About ControlNet

ControlNet is a neural network structure designed to control diffusion models by adding extra conditions. It is primarily used for adding conditional control to text-to-image diffusion models. The structure of ControlNet involves duplicating the weights of neural network blocks into a “locked” copy and a “trainable” copy. The “trainable” copy learns your condition, while the “locked” copy preserves your original model.

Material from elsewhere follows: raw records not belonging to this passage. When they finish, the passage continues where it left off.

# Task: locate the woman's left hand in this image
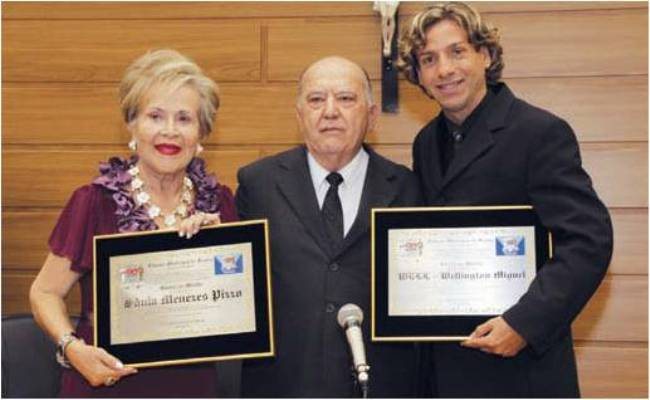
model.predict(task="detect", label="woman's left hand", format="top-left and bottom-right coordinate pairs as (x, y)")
top-left (178, 212), bottom-right (221, 238)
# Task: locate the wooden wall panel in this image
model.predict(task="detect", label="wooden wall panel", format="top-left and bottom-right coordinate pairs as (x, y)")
top-left (575, 345), bottom-right (648, 398)
top-left (3, 144), bottom-right (642, 209)
top-left (267, 19), bottom-right (381, 82)
top-left (609, 209), bottom-right (648, 275)
top-left (2, 84), bottom-right (127, 144)
top-left (2, 273), bottom-right (81, 316)
top-left (373, 143), bottom-right (648, 208)
top-left (2, 211), bottom-right (59, 272)
top-left (2, 150), bottom-right (106, 207)
top-left (4, 224), bottom-right (647, 344)
top-left (267, 9), bottom-right (647, 81)
top-left (2, 20), bottom-right (261, 82)
top-left (506, 76), bottom-right (648, 143)
top-left (3, 273), bottom-right (645, 346)
top-left (3, 208), bottom-right (647, 276)
top-left (581, 143), bottom-right (648, 208)
top-left (391, 76), bottom-right (649, 144)
top-left (1, 2), bottom-right (647, 397)
top-left (5, 76), bottom-right (646, 146)
top-left (2, 83), bottom-right (304, 145)
top-left (3, 2), bottom-right (645, 20)
top-left (492, 9), bottom-right (648, 78)
top-left (573, 276), bottom-right (647, 342)
top-left (2, 150), bottom-right (262, 208)
top-left (432, 2), bottom-right (647, 14)
top-left (2, 2), bottom-right (372, 19)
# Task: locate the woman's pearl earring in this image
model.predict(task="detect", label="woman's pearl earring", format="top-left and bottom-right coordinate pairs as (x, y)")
top-left (128, 139), bottom-right (137, 151)
top-left (197, 144), bottom-right (204, 155)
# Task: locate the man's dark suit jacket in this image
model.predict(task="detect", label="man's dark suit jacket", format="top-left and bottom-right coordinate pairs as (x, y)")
top-left (236, 145), bottom-right (422, 398)
top-left (412, 83), bottom-right (613, 397)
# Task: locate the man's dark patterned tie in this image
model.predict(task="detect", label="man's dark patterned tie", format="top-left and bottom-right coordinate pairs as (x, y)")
top-left (322, 172), bottom-right (344, 245)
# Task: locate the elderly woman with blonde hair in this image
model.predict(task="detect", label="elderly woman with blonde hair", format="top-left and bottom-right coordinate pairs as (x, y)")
top-left (29, 49), bottom-right (234, 397)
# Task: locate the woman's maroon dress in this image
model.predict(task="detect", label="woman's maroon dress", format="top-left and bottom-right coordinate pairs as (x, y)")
top-left (49, 157), bottom-right (237, 397)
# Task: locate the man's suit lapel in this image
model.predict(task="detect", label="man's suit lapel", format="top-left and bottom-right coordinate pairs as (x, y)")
top-left (424, 119), bottom-right (445, 193)
top-left (441, 84), bottom-right (514, 188)
top-left (441, 118), bottom-right (495, 188)
top-left (335, 148), bottom-right (400, 258)
top-left (275, 146), bottom-right (333, 257)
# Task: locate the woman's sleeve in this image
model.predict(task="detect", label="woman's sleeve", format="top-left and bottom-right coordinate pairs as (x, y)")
top-left (48, 185), bottom-right (102, 274)
top-left (218, 185), bottom-right (239, 223)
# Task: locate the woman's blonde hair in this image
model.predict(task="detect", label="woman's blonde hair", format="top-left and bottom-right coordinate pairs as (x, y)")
top-left (398, 2), bottom-right (503, 88)
top-left (119, 49), bottom-right (220, 138)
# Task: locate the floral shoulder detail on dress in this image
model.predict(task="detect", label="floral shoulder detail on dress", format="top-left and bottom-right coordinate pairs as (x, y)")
top-left (92, 156), bottom-right (156, 232)
top-left (92, 156), bottom-right (221, 233)
top-left (186, 157), bottom-right (221, 214)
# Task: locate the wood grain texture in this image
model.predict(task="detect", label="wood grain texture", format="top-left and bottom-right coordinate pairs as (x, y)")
top-left (3, 143), bottom-right (645, 209)
top-left (4, 76), bottom-right (646, 145)
top-left (267, 18), bottom-right (381, 81)
top-left (609, 209), bottom-right (648, 275)
top-left (581, 143), bottom-right (648, 208)
top-left (3, 2), bottom-right (644, 20)
top-left (573, 276), bottom-right (647, 342)
top-left (0, 3), bottom-right (647, 397)
top-left (391, 76), bottom-right (649, 144)
top-left (2, 83), bottom-right (301, 145)
top-left (267, 9), bottom-right (647, 81)
top-left (491, 9), bottom-right (648, 78)
top-left (2, 273), bottom-right (81, 316)
top-left (2, 211), bottom-right (60, 272)
top-left (2, 83), bottom-right (128, 144)
top-left (2, 272), bottom-right (646, 347)
top-left (3, 298), bottom-right (647, 397)
top-left (2, 150), bottom-right (262, 208)
top-left (2, 206), bottom-right (647, 276)
top-left (2, 20), bottom-right (261, 82)
top-left (575, 345), bottom-right (648, 398)
top-left (372, 142), bottom-right (648, 209)
top-left (505, 76), bottom-right (648, 143)
top-left (421, 2), bottom-right (647, 14)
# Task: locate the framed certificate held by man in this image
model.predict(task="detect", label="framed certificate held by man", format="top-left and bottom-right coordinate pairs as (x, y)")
top-left (93, 219), bottom-right (274, 367)
top-left (371, 206), bottom-right (551, 341)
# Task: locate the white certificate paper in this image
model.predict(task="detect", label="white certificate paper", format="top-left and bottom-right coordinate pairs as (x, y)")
top-left (388, 226), bottom-right (536, 316)
top-left (109, 242), bottom-right (256, 345)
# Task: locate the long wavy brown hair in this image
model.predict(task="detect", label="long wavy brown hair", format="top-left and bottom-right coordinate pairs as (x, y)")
top-left (398, 2), bottom-right (504, 92)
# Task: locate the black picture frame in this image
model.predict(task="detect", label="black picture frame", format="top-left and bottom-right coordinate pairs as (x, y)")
top-left (93, 219), bottom-right (274, 367)
top-left (371, 206), bottom-right (551, 341)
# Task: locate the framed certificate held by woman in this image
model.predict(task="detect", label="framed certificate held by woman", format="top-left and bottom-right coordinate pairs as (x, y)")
top-left (94, 219), bottom-right (274, 368)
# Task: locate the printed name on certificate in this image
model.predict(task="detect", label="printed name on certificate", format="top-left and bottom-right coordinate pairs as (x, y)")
top-left (109, 242), bottom-right (256, 345)
top-left (387, 226), bottom-right (536, 316)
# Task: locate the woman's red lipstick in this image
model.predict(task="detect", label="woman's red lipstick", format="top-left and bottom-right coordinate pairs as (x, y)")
top-left (155, 144), bottom-right (182, 155)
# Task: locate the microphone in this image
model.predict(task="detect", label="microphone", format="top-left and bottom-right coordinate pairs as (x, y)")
top-left (337, 304), bottom-right (370, 395)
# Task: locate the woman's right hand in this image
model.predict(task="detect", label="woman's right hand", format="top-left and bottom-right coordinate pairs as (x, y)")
top-left (65, 340), bottom-right (137, 387)
top-left (30, 253), bottom-right (137, 387)
top-left (178, 211), bottom-right (221, 238)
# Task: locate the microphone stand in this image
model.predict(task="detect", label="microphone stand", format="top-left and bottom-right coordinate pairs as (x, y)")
top-left (352, 364), bottom-right (370, 398)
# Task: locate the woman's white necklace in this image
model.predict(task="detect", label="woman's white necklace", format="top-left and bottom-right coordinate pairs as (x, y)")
top-left (128, 165), bottom-right (193, 228)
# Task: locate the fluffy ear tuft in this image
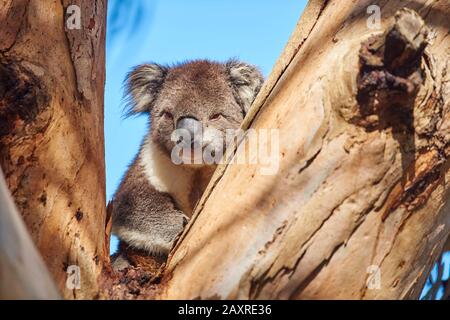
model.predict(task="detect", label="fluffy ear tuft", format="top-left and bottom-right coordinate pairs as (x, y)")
top-left (124, 63), bottom-right (168, 116)
top-left (226, 59), bottom-right (264, 114)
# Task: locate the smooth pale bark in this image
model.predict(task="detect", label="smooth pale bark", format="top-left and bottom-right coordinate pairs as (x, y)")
top-left (160, 0), bottom-right (450, 299)
top-left (0, 0), bottom-right (107, 299)
top-left (0, 168), bottom-right (60, 299)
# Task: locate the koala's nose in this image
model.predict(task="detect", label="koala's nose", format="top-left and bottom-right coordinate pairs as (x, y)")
top-left (176, 117), bottom-right (202, 145)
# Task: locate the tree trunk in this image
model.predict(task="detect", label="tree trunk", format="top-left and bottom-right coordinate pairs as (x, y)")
top-left (159, 0), bottom-right (450, 299)
top-left (0, 0), bottom-right (107, 299)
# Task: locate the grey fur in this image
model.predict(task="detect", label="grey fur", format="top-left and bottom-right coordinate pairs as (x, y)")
top-left (124, 63), bottom-right (168, 115)
top-left (226, 59), bottom-right (264, 113)
top-left (112, 59), bottom-right (263, 269)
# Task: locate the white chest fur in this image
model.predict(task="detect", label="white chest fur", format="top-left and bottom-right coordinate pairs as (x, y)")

Here are four key features of ControlNet

  1. Zero Convolution: ControlNet uses a “zero convolution” which is a 1×1 convolution with both weight and bias initialized as zeros. Before training, all zero convolutions output zeros, and ControlNet will not cause any distortion. This ensures that your original model is safe and not distorted during the training process.
  2. Small-Scale Training: ControlNet allows for training on small-scale or even personal devices. This is possible because training with a small dataset of image pairs will not destroy the production-ready diffusion models.
  3. Model Compatibility: ControlNet is friendly to merge/replacement/offsetting of models/weights/blocks/layers. This makes it a versatile tool that can be used in conjunction with various other models and structures.
  4. Stable Diffusion: By repeating the simple structure of ControlNet multiple times, it can control stable diffusion effectively. This allows the ControlNet to reuse the SD encoder as a deep, strong, robust, and powerful backbone to learn diverse controls.